Dans le document L'opposition public-privé (Page 150-155)

La logique des prédicats « public » et « privé »

1.1. La règle de contrariété

L’étude portant sur la Grèce antique nous a permis de voir comment a émergé la règle de contrariété et de nous en faire une première idée, soutenue par ailleurs au moyen des exemples donnés ci-dessus (voir partie I, 2.1.1). Nous pouvons donc considérer que ce qui suit n’est pas une construction logique ex nihilo, mais bien la description au moyen d’outils logiques d’un phénomène langagier préalablement établi. Il s’agit alors de donner une description détaillée de la règle de contrariété, c’est-à-dire d’expliquer les règles qui la composent et d’en donner une formulation définitive.

1.1.1. Première règle

Comme nous l’avons vu, les mots « public » et « privé » sont employés usuellement en tant que prédicats. En repensant à l’exemple du jardin public, nous pouvons considérer que ce genre d’expression est prédicatif et que la copule « est » est simplement implicite. Par exemple, « ce lieu public est vaste » et « ce lieu est public et vaste » sont des expressions équivalentes. La forme générale des propositions dont il est question est donc de type « sujet-prédicat ». Considérons alors que « x » représente un sujet auquel il est correct de lier nos prédicats en vertu des règles qui vont suivre.

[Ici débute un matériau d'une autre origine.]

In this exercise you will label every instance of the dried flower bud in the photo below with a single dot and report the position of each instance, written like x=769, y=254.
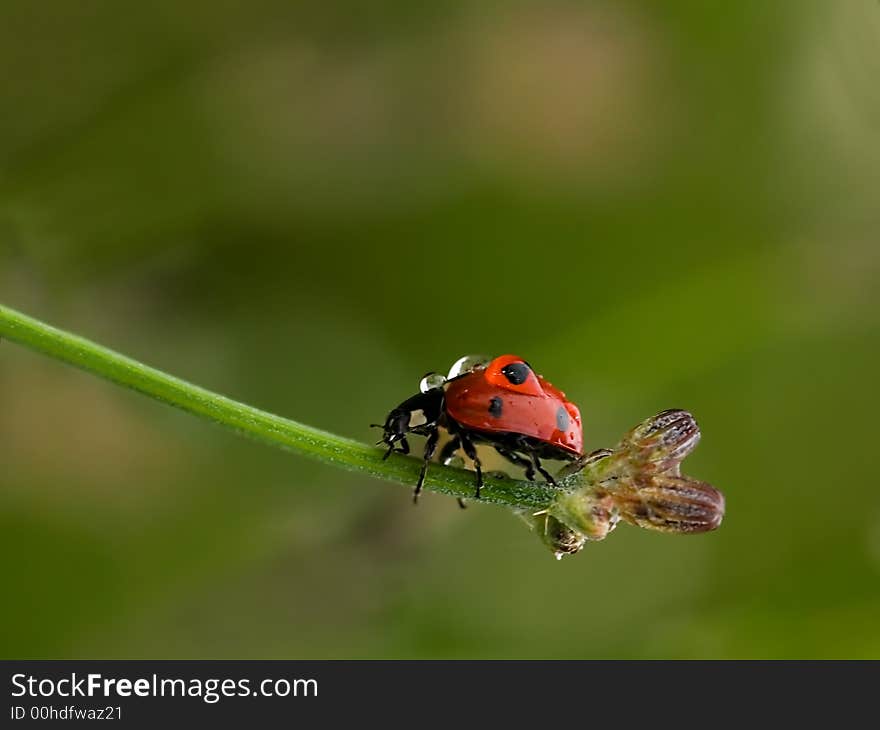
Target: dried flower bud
x=671, y=504
x=659, y=444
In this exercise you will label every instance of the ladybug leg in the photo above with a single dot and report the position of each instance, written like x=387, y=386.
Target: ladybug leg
x=543, y=472
x=449, y=449
x=401, y=445
x=471, y=452
x=446, y=453
x=430, y=445
x=518, y=460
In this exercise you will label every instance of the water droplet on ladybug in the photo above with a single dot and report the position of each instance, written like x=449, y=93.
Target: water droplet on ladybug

Disons pour l’instant que c’est le nom d’un objet particulier quelconque, comme « tel lieu ». Les propositions primaires sont dès lors « x est public » ou « x est privé ».

« Public » et « privé » formant un couple de contraires, la première règle de prédication est la suivante :

(R1) « Public » et « privé » ne sont pas conjointement vrais de x.

Ainsi, si « public » est vrai de x, alors « privé » est faux de x et vice versa ; la conjonction de la forme « x est public et privé » est donc logiquement contradictoire. A titre de confirmation, notons que le langage ordinaire ne contient pas d’expressions contradictoires de ce genre et que lorsqu’une contradiction semble émerger, elle n’est qu’apparente. En outre, selon R1, il n’y a pas de degrés intermédiaires entre ce qui est public et ce qui est privé. Par exemple, x ne peut pas être « un peu privé et principalement public ». Toutefois, on peut par hypothèse envisager des degrés internes à chacun des prédicats, comme un x « peu privé », ou « très privé ». Mais cette hypothèse ne se vérifie en définitive que pour la double extension du prédicat « public », ma critique du modèle de l’oignon excluant toute autre possibilité (voir partie I, 2.1.2). En termes logiques, notre x « très privé » ou « peu privé » est d’abord privé tout court, c’est-à-dire non public294.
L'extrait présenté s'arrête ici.